Sunday, April 24, 2016

Lately Ash has been asking a lot of questions about dying, about what happens to our bodies when we die, and if we're reborn, will she have the same family? (Cue the tears: "But if I'm born again into another family, won't I forget that I ever had you?" which I thought was a pretty deep question for a six-year-old.) A while back when she was maybe 3 or 4, we told her that most people live a very long time, until they're about 100. But recently she learned that her Grandpa Lynn died at age 52 because he was very sick and now it seems that she's been seeking meaning to every song and even reading between the lines of lyrics. When she heard the song "Centuries", she asked Jeff how long a century was and then later on at bedtime she said that 100 years isn't long enough, that she doesn't want to die. I said, "But the whole point of life is to enjoy each moment, to make lasting memories, to love your family and spend time with your friends." She bawled, "But we only get oneeeeee..." When she heard the song "Seven Years" in the car the other day, she said "Mommy, you're not anywhere near 60, right?" Her little brain is trying to take in and process so much but it's *so hard* to answer all of her raw and honest questions when we don't have all of the answers. Half the time, I'm not even sure I'm saying the right thing or putting her mind anywhere near at ease.

And night after night, she's been having bad dreams. It seems like she just can't shake this from her subconscious. One night I went in there when she was crying and asked what's wrong. "I had a dream that Daddy was kissing us for the last time." "Where?" I asked. "In bed." Then, "Daddy believes you can be born again. What do you believe?" I told her that I'm not sure, but that I'd like to think our spirit can find its way back here to live again. That's when she uttered her heartbreaking, "But if I'm born again into another family, won't I forget that I ever had you? I don't want another mommy and daddy. I want youuuuuuuu...."). A few nights later she started crying shortly after she went to bed. I went in there and asked what was wrong. She started again with "I never got to meet my Grandpa Lynn." I told her that I'm sure he loves her and that he would love to have met her too. "But how do you know? Can he see me? Is he sitting right there?" Uggghhhhh. Then she said "I had a dream. Daddy came to pick us up and you weren't there. And then you never came back again." More crying. I said, "How did you know I never came back?" "Because you weren't there and then a week went by and you still weren't..." How do you reassure your kids without being dishonest? I mean, we all know that we can't promise them we'll be there tomorrow. We may SAY it, but no one really knows for sure what's going to happen each day. It just breaks my heart to see her so worked up about these issues that are so far out of her control.

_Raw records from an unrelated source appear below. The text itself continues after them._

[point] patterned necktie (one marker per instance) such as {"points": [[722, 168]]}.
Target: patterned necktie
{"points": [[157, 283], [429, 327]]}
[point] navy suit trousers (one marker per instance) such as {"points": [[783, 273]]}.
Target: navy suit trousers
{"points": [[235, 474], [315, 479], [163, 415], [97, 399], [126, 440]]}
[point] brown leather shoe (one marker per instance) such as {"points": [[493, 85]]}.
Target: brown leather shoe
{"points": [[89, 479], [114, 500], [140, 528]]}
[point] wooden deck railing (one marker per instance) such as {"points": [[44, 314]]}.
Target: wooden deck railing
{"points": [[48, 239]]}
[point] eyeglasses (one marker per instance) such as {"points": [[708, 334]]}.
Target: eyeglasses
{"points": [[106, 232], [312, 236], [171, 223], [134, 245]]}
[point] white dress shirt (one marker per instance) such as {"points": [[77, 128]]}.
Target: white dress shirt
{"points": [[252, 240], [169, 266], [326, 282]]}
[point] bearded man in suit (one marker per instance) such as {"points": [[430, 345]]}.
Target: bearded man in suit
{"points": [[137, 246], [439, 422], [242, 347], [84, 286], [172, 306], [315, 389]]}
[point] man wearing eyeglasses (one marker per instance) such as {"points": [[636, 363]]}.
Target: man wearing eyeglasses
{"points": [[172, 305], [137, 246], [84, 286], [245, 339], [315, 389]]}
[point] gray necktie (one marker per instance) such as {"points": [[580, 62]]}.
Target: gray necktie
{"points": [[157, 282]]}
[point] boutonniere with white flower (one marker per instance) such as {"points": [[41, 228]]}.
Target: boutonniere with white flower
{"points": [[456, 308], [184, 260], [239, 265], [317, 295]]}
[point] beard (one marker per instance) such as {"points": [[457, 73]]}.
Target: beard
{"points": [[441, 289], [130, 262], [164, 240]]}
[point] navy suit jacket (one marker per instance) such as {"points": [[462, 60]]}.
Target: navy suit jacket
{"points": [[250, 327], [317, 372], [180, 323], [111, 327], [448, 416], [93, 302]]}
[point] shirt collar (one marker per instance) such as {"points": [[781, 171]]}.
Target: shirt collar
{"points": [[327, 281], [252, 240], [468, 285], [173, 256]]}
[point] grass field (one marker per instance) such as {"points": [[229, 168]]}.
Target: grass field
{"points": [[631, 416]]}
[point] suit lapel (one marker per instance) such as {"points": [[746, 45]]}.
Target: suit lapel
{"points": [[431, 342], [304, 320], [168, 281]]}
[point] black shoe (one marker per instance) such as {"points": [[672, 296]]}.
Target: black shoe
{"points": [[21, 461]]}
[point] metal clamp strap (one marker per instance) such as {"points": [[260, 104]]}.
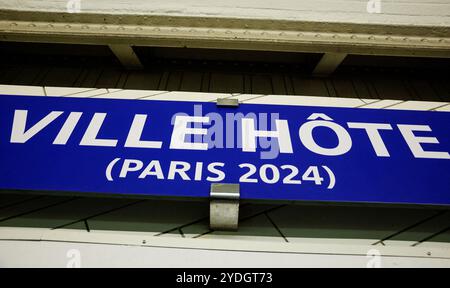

I did some research online because of course I understand that kids are naturally curious about death and I expected to have the conversation at some point, but I guess I didn't think she would have *so* many questions. It seems like most kids ask a lot of basic questions but then quickly move on. Ashlyn, however, has one question after another: "What are our options when we die? What happens to our bodies? Did Grandma have to move after Grandpa died? What did they do with his body?" The saddest part was when she said "When you and Daddy are gone, the only one left with me will be Liam" and I had a lump in my throat because even that's not a given. I don't want to think about it, but the fact that he is younger doesn't necessarily mean he will be there when she's 100 and he's 97 (and I say that because I literally can't bear to think of them dying any younger than that). Parenting is hard enough, but when you are responsible for making your child feel safe and secure and you aren't successful, that is truly the worst. I wish I had the answers to make her little brain shut off each night. I wish I could tell her what happens when we die...where we go...that we are reunited with people that we love...that we never feel pain or sickness or hurt again...that we have the same mommy, daddy and brother in the next life, if there is one...that we are okay without our physical body because it's the spirit that truly makes us who we are. ("But if I am born into someone else, then I'm not really me? Or am I me, but a different version of me?") I swear, she blows me away. I almost feel like she has already lived a former life due to the depth of her questioning and her ability to ask and understand these concepts beyond her short time here on Earth.

I know we all want to protect our kids from the harsh reality of life. We want to save them from the first harsh comment or criticism from their peers, we want to shield them from the tough choices they will eventually have to make, we want to hug them and tell them that they are safe and sound and always will be. But we can't always promise these things. What we can do is hug them and say, "You know, I'm not really sure what will happen, but I love you so much and we are here together right now--let's make every day count." I'm just happy to know that she trusts me enough to want my opinion even when I tell her I don't have all the answers. I don't shut down the conversation or laugh off her concerns; I openly talk to her, stroke her hair and do the best I can to explain life and death as we know it. There is no script for this. I don't even remember asking my own parents about it (although when I did, I am almost positive it wasn't as in depth or emotional for me). I'm not sure if everything I say is right or accurate, but at least she knows she can come to me at any time, with any question or concern, and I will be there for her. We brought her into this world and it's our responsibility to explain how it works when we know and explain that a lot of the world is a mystery to us. I just hope that her life is full of enough joy to make the unknown worthwhile. And that's the only thing that I *can* control.